The proposals, set out by Energy Secretary Ed Davey would make manipulating the energy market a criminal offence, and would allow energy regulators to prosecute individuals they suspect of artificially setting gas and electricity rates.
Currently, energy companies can only be fined if they are caught rigging the market.
“Manipulating the energy market is absolutely unacceptable, and these proposals provide a much stronger deterrent - more in line with the approach taken in the financial markets,” said Davey.
"The government is doing everything it can to help consumers by increasing market competition to drive prices down."
The proposals, which may become law by 2015, would mean UK energy providers would be treated in the same way as large banks.
The UK’s energy market is currently dominated by six major suppliers: SSE, British Gas, Eon, Scottish Power, npower, and EDF Energy, all of which have announced major price increases since 2010.
Only SSE has pledged to halt further price hikes until 2016.
The structure of the UK’s energy sector has led many analysts to suggest the companies are taking advantage of their dominance to keep prices high, in order to gain healthy profits.
The proposals come as energy prices continue to rise year-on-year, with studies show that rising energy bills were the top concern for UK households.
According to figures produced by the Citizens Advice Bureau last year, energy prices have soared by 37 percent since 2010, with costs rising at up to eight times the rate of the average household earnings.

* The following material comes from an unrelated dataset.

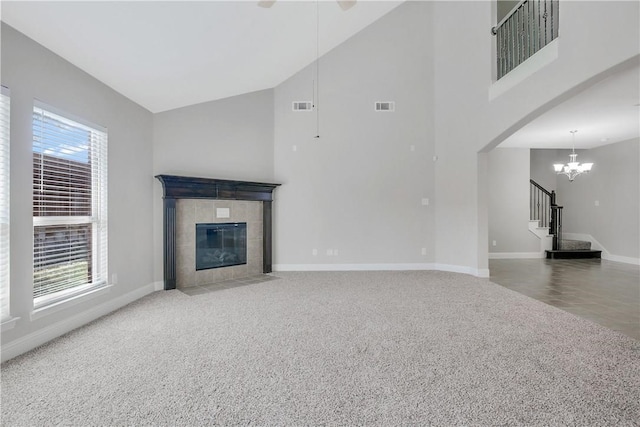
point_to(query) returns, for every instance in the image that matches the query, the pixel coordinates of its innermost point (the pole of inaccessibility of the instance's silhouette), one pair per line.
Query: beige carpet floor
(348, 348)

The CAB expressed “grave concern” over the figures, and claimed it “often” saw its clients making tough decisions between “putting the heating on, clothing their children and feeding the family.”
Experts now warn that energy prices could soar even higher, with families paying an extra £130, as the big six scramble to retain their profits.
It would mean the average household fuel bill would rise to £1,450 per year – one of the highest levels in Europe.
“There is certainly a risk that price rises could come as early as September as the suppliers try to get their profits back up. Last year the first round of rises happened in October. We could see them come earlier this year,” Mark Todd, director of the website energyhelpline, told the Daily Express.
This is not the first time the UK’s energy companies have been accused of rigging market prices.
In 2012, the Financial Services Authority and Ofgem launched an investigation after whistleblower Seth Freedman told them he saw evidence that wholesale gas prices, used as the benchmark for setting domestic energy rates, were being manipulated. But after a year-long investigation, Freedman’s allegations were dismissed.
Energy UK, the body that represents the UK’s big energy suppliers, welcomed the proposals, saying they would be an “important deterrent” to restore trust between energy companies and their customers.
It urged wholesale energy markets to be more “open and transparent,” saying that anyone who breached market rules should “face the full force of the law.”